Lewat sebuh surat, Mattis mengakakan, Trump memiliki hak memiliki seorang Menteri Pertahanan yang pandangannya lebih selaras dengan pandangannya.
"Kepercayaan inti yang dipegangnya sejak lama adalah bahwa kekuatan kita sebagai bangsa tidak dapat dipisahkan dari kekuatan sistem aliansi dan kemitraan kita yang unik dan komprehensif," kata Mattis dalam surat tersebut.
Tanpa mempertahankan aliansi-aliansi itu, lanjut Mattis, "Kita tidak dapat melindungi kepentingan kita atau melayani peran "negara yang sangat diperlukan dalam dunia bebas."
Trump sering mengecam sekutu-sekutu Amerika di Perancis, Inggris, Kanada, dan Jerman, sementara kadang-kadang tampak memihak musuh-musuh AS atas para pejabatnya sendiri. "Pandangan saya perlunya memperlakukan sekutu dengan hormat," kata Mattis.

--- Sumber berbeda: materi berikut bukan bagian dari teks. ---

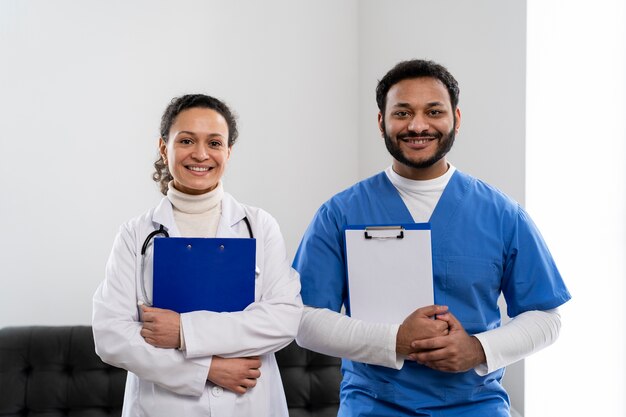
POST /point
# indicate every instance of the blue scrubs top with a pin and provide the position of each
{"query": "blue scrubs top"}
(483, 244)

Surat pengunduran diri Mattis, yang menurut juru bicara Pentagon diserahkan langsung kepada presiden pada Kamis sore, beberapa setelah rencana kontroversial Trump untuk menarik pasukan AS dari Suriah.Pengumuman Trump pada Rabu (19/12) itu akan menarik lebih dari 2.000 anggota layanan AS ke luar negeri, mengakhiri strategi darat melawan Islamic State Iraq and Syria (ISIS)."Kami telah mengalahkan ISIS di Suriah, satu-satunya alasan saya berada di sana (Suriah)," kata Trump lewat akun Twitternya pada hari yang sama ia mengumkan penarikan pasukan AS di wilayah tersebut.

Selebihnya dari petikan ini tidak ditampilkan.